Due to its illegal nature, the cryptocurrency industry has become a tool for criminal activities such as money laundering and fraud, and some darknet and terrorist groups are also involved.Use virtual resources as renovation tools by real time. Popular in the development and expansion of virtual currency.

Therefore, for the future development of the cryptocurrency market,The direction of the rules of the sovereign country is fast. Due to the status of virtual currencies, the oversight of a sovereign state cannot eliminate all illegal uses of virtual currencies.Virtual currency was quickly regulated by major countries around the world.

From the perspective of the cryptocurrency itself, there are unlimited benefits like Bitcoin, app support platform like Ethereum, financial services like MakerDAO and Yearn Finance, and tools like Artwork NFT.Due to the good added value of the investment, it is easy to create a bubble without forgetting.For emerging markets, asset bubbles can have a significant impact on the industry.

In other words, from an industry health perspective, the virtual currency market is a welcome one to watch.

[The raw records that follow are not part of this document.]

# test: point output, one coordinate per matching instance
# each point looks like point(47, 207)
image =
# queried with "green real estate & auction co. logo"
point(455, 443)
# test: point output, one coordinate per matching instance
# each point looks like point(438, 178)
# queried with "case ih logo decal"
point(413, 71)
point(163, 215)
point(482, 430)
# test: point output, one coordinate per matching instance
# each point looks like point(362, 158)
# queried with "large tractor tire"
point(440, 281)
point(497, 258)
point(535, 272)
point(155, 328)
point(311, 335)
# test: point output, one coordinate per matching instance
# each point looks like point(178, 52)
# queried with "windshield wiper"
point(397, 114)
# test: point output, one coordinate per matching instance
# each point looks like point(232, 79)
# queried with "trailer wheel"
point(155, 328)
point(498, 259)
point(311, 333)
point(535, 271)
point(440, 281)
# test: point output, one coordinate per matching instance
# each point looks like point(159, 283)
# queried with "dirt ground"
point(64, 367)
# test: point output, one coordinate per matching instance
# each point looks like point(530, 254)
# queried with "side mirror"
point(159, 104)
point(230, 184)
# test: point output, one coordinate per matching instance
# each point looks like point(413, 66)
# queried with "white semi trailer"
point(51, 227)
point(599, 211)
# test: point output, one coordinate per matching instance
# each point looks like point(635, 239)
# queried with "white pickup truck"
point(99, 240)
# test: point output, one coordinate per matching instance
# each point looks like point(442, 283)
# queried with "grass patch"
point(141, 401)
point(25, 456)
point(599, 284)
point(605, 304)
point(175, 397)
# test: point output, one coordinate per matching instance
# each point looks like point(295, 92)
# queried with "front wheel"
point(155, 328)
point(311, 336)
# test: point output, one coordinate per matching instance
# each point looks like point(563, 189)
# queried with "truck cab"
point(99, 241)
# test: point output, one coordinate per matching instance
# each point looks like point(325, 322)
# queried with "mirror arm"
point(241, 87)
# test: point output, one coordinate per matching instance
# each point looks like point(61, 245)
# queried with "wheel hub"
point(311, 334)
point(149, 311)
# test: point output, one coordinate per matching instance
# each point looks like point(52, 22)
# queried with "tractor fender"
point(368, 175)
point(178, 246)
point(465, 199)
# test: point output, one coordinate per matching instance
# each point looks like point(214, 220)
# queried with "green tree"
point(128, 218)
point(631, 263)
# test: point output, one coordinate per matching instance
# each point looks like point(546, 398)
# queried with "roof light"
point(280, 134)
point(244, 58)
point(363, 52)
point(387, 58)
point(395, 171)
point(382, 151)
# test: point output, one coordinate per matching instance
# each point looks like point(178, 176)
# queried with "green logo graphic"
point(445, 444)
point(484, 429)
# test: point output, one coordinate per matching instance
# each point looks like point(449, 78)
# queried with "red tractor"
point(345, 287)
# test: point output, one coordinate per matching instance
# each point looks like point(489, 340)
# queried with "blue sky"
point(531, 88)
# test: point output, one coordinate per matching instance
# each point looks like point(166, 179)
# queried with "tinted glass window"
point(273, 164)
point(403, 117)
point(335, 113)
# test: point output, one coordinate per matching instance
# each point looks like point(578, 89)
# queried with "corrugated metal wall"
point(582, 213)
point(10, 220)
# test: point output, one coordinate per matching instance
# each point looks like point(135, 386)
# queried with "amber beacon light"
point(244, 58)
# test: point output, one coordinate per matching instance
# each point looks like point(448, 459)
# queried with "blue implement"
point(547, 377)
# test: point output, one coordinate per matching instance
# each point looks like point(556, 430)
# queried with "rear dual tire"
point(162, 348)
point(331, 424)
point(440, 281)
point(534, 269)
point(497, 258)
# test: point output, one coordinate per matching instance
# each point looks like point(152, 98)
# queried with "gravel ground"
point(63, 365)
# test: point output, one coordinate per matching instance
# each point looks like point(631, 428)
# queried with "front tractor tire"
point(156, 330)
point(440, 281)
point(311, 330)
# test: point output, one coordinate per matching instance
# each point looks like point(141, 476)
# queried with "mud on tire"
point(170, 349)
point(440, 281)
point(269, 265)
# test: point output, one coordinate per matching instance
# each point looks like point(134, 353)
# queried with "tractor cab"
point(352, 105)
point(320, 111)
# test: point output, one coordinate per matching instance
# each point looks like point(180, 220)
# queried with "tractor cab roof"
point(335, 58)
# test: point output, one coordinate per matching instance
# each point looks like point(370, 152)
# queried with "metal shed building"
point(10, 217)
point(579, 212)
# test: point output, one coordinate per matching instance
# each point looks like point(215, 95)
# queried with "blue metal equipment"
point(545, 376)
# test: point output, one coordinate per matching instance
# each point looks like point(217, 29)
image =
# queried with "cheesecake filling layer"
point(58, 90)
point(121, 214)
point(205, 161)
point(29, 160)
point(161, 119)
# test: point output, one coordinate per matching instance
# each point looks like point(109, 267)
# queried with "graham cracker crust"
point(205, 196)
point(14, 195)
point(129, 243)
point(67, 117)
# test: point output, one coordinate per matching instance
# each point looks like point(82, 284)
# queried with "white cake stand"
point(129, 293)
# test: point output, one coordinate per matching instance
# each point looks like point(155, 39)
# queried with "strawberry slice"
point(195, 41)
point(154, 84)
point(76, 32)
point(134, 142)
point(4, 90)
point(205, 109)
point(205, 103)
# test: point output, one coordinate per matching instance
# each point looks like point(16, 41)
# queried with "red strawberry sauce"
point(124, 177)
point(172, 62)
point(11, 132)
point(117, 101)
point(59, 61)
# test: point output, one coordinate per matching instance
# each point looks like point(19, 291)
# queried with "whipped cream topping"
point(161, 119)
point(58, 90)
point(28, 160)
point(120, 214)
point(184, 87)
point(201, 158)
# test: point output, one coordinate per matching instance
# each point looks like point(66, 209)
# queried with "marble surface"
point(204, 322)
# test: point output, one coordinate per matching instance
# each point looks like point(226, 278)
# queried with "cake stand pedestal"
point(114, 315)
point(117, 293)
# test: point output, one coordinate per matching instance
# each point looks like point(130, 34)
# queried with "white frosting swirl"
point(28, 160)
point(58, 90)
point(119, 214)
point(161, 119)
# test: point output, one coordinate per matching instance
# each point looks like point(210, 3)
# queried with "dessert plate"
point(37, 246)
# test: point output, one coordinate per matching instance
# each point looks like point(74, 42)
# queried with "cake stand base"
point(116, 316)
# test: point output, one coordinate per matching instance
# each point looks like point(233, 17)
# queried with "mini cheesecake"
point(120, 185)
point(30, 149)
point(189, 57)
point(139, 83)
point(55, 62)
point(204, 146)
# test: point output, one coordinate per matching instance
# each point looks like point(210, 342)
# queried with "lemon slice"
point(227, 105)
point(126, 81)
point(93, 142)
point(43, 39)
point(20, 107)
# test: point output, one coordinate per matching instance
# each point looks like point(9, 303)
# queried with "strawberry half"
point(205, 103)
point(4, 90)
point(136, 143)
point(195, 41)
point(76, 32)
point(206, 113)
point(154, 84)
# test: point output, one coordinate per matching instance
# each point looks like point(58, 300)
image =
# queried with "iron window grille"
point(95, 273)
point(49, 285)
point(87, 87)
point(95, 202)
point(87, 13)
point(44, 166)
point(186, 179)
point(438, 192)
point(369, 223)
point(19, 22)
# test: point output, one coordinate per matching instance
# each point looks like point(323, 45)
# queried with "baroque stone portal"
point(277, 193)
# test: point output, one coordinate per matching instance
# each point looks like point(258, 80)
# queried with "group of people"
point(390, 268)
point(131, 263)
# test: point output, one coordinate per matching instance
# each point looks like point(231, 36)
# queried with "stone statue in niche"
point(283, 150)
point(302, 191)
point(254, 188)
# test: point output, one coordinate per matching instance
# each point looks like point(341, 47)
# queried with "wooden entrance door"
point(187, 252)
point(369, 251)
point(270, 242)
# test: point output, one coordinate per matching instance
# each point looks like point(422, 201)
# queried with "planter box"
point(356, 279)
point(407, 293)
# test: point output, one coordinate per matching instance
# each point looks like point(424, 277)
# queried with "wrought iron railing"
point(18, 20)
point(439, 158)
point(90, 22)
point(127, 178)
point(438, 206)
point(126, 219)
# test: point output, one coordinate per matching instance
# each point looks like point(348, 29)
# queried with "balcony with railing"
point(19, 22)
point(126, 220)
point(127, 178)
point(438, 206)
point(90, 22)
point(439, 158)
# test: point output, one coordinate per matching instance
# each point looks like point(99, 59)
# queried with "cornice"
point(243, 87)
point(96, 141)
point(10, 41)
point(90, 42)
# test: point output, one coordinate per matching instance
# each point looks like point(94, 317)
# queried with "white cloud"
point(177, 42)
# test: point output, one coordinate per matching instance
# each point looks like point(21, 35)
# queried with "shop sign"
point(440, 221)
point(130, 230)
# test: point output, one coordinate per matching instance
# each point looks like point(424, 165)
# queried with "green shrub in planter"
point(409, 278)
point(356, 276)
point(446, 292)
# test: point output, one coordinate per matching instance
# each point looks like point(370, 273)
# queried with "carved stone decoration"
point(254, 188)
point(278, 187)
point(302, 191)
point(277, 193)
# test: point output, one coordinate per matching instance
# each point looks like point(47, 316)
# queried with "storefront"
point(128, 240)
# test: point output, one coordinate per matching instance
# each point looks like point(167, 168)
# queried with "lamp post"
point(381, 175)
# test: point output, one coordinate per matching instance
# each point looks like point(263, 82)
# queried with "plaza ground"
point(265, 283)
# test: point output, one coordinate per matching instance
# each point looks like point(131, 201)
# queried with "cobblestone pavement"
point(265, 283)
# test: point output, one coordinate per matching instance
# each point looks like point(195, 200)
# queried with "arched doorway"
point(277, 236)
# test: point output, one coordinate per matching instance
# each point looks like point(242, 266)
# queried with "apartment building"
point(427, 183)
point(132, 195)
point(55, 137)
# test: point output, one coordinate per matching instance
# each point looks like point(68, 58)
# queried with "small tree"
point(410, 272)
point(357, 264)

2. Self-regulation is neutral for the company

Under the current policy, regulation is at the heart of the business itself. The current policy has two main objectives.One is the use of virtual resources to engage in crime, ideology and other activities that could affect national financial security, and the other is to engage in code strategies such as carbon neutrality and improvements in blockchain technology.

Management can also be market neutral through price control. Given the distribution of virtual currencies such as Bitcoin, you need to know about 51% or more of the counting power to monitor the network and identify each market, the profit minus the cost of care.

Visually, the current sovereign state could not control the economy. Due to the anonymity of the cryptocurrency market,If the merchant does not go through the KYC process or is connected to a real financial number, management cannot identify the merchant.This restriction inevitably places management at the center of the market itself.